Data such as videos, genetic information, etc. from real-world applications reside in a high dimensional space. Before performing classification, it is required to project the data from the high dimensional space to a lower dimensional space without losing too much information. Linear discriminant analysis (LDA) is one of the most widely used methods for dimensionality reduction, that maximizes the ratio of the between-class scatter and total data scatter in the projected space using the labeled information. However, in the real world scenario, labeled information is hardly ever available in large quantities, but an abundant amount of unlabeled data is available. In this paper, we propose a Semi-Supervised Discriminant Analysis method called SSDARD, which considers the unlabeled information in the form of a k-NN graph.

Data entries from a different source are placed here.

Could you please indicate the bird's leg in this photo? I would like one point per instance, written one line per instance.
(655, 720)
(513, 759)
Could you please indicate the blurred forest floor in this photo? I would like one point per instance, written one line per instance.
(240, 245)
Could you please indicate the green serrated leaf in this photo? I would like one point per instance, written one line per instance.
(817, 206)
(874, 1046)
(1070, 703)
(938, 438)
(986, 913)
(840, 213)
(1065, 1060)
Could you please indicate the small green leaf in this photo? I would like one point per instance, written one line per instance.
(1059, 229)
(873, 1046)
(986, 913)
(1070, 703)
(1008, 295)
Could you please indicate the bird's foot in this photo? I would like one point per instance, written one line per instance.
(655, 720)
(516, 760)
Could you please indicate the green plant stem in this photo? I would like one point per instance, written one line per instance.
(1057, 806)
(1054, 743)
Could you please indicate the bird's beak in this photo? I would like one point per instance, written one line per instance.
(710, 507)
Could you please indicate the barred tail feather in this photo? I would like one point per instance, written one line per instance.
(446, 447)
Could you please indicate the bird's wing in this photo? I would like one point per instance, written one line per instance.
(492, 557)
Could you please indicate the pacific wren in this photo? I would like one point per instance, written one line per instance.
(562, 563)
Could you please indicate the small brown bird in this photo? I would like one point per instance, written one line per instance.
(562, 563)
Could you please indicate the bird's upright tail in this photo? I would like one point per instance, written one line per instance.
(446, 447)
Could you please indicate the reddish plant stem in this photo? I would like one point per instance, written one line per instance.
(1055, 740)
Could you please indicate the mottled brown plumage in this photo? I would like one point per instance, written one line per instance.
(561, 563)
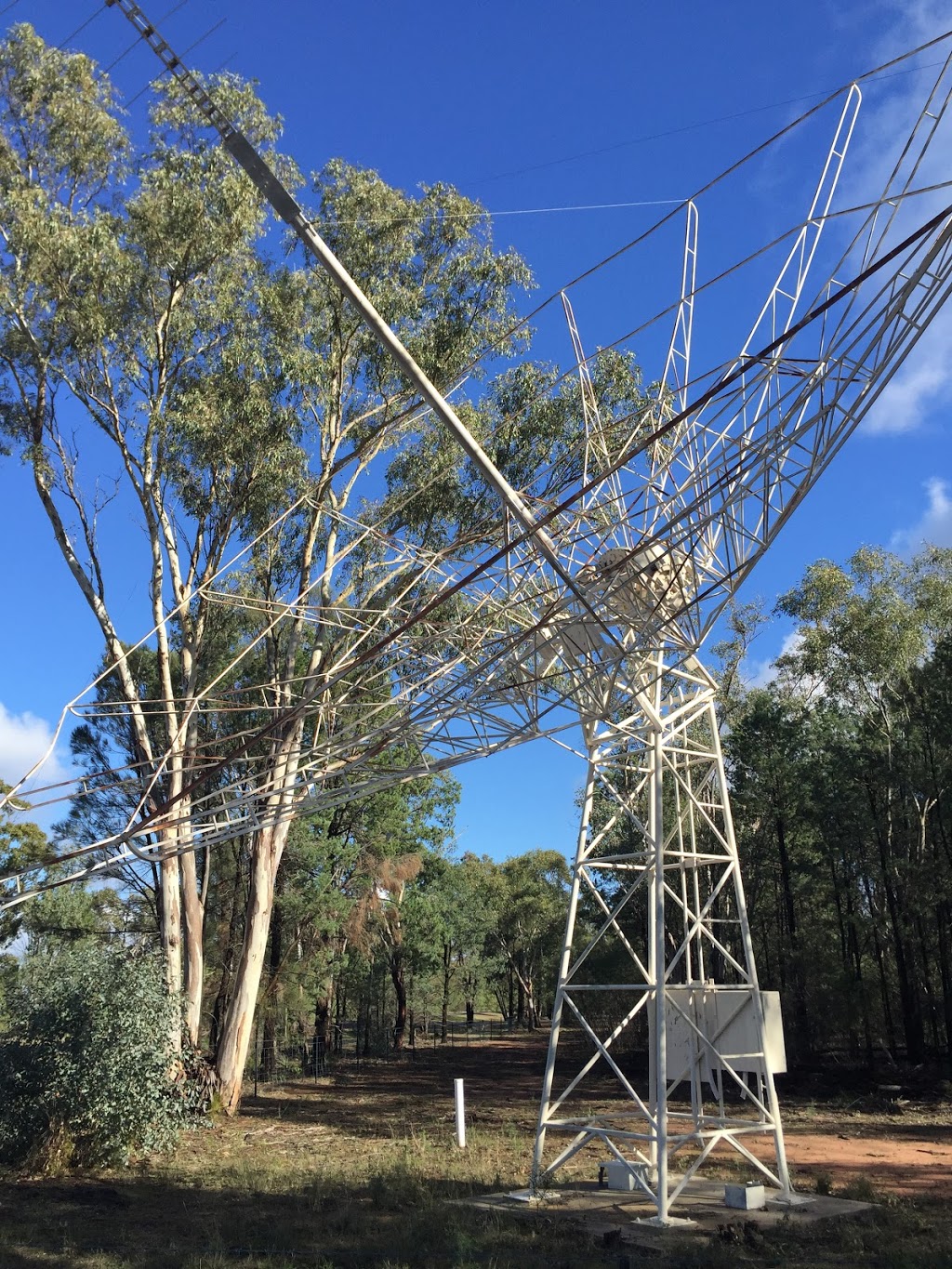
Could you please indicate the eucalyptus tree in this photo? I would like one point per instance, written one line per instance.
(239, 403)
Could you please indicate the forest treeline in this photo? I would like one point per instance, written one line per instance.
(150, 329)
(840, 768)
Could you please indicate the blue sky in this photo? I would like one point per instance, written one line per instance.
(530, 105)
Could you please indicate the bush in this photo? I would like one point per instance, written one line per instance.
(86, 1077)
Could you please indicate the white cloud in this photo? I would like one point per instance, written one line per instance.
(758, 674)
(24, 739)
(933, 527)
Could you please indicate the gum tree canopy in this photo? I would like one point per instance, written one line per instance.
(159, 364)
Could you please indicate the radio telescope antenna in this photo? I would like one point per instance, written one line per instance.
(601, 598)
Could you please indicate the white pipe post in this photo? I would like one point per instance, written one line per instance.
(459, 1115)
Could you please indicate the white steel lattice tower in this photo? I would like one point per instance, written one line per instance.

Different from the existing semi-supervised dimensionality reduction algorithms, our algorithm is more consistent in propagating the label information from labeled data to unlabeled data due to the use of relative distance function instead of normal Euclidean distance function to generate the k-NN graph. To find an appropriate relative distance function, we use pairwise constraints generated from labeled data and satisfy them using Bregman projection. Since the projection is not orthogonal, we require an appropriate subset of constraints. In order to select such subset of constraints, we have further developed a framework called MO-SSDARD, which uses an evolutionary algorithm while optimizing various cluster validity indices simultaneously. The experimental results on various datasets show that our proposed method is superior than various methods concerning various validity indices.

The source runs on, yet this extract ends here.